Charis kai Eirene umin,*
Rik
*Grace and Peace to you
Thanks for stopping by Rik.
You're right to point out the emotional element of sga. The desires arise from core human need - need that is legitimate and normal. For those who believe, based on their faith and reading of scripture, that they ought not express those needs through sexual intimacy with their own gender then need to find other healthy ways to meet these deep needs. In that sense, I'm not sure I would describe it as a "deeper underlying problem" but rather as simply a deeper human need. It should be said of course, that it is not only sga people who - for a variety of reasons - choose to not meet their deep inner needs in a sexual manner (same-gender or opposite gender) because of convictions and beliefs. Rather than being chided as being repressed or living in denial, these friends need encouragement to live consistently with their values supported through loving relationships.
I went to a Love Won Out conference about two years ago, after our son told us that he thought he was gay. It was so wonderful. I learned about the balance of grace and truth and it gave us hope. It also was important to know that we weren't alone...and we were given tools to help us relate and understand our son. Its still difficult, but we have a peace as we walk through this time.

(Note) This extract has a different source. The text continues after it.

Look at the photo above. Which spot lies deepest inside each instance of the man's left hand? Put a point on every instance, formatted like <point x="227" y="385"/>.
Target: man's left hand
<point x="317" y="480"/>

Initeresting that Jesus himself was full of grace and truth - both in perfect balance. We as humans tend to gravitate toward one or the other, don't you think?
I like Ecclesiastes 7:18
It is good to grasp the one and not let go of the other. The man who fears God will avoid all extremes
very good article...well written, and easy to understand. I wish more people got grace.
I have to agree with Rik's comments as well. Many of my straight friends have wondered why gay people choose to be identified by their sexuality when, as a straight person, they see it as only one part of their identity. They argue that as Christians - gay or straight - we're all called to submit our sexual desires to God. Fair enough, I do believe that. But, as you point out, it's not so much that I'm defined by my sexuality but rather by the daily effort I spend wrestling with it, submitting it to God, seeking wholeness, and hoping for change.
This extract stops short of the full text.